Sometimes it is difficult to tell the difference between a nice bottle of wine and a nicely packaged bottle of wine. Being that you can’t always judge a book by its cover, read on to discover how to decipher the important details when purchasing wine gifts or wine at the store:
1) Appellation: Wines from noteworthy regions will proudly display the place of origin, which is often a major indicator of quality. Be wary of ambiguous appellations like “California” or “France.”
2) Vintage: Just because it is older does not mean that it is better. Some years have been very poor for certain grape varieties, such as 2005 was for California’s Zinfandel crop. Also, be careful of purchasing dust-covered bottles from the supermarket shelf; stores rarely have optimal environments for storing wine.

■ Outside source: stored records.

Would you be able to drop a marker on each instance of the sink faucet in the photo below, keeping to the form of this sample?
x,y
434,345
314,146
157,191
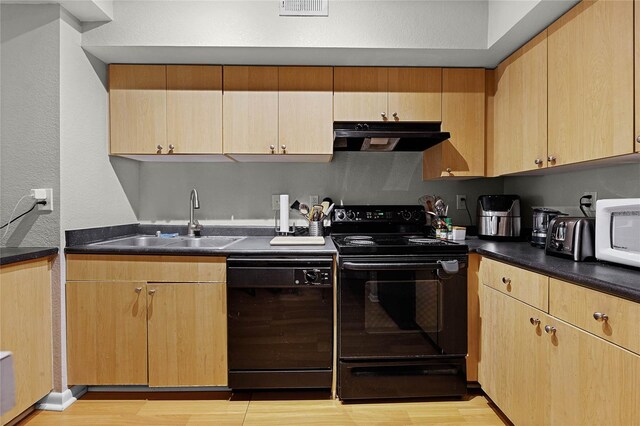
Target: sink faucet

3) Producer: If trying a new type of wine, it is suggested to stick with a wine producer with whose quality you are familiar. If you didn’t like one producer’s Merlot, chances are you won’t enjoy their Chardonnay either. Also, smaller winemakers do produce outstanding vintages, but their consistency cannot always be relied upon.
4) Bottling: Wines bottled by the vintner typically indicate higher quality and care than those bottled by a third party. Look for indicators such as “Estate Bottled,” which means that the wine was bottled on-site and made from grapes grown and harvested from the winery’s own vineyards.
5) Variety: This tells you about the body and complexity of the wine according to the grape. A fundamental understanding of the major varietals (Cabernet Sauvignon, Merlot, Zinfandel, Syrah, Pinot Noir, Chardonnay, Riesling, etc.) is helpful.
6) Quality Designations: Labels that indicate “Reserve” or “Vintner’s Selection” demonstrate a higher quality of wine than what the winemaker usually produces. For instance, a bottle of standard Beringer will cost you $4 while a bottle of Beringer Private Reserve will cost you upwards of $90 and taste far better.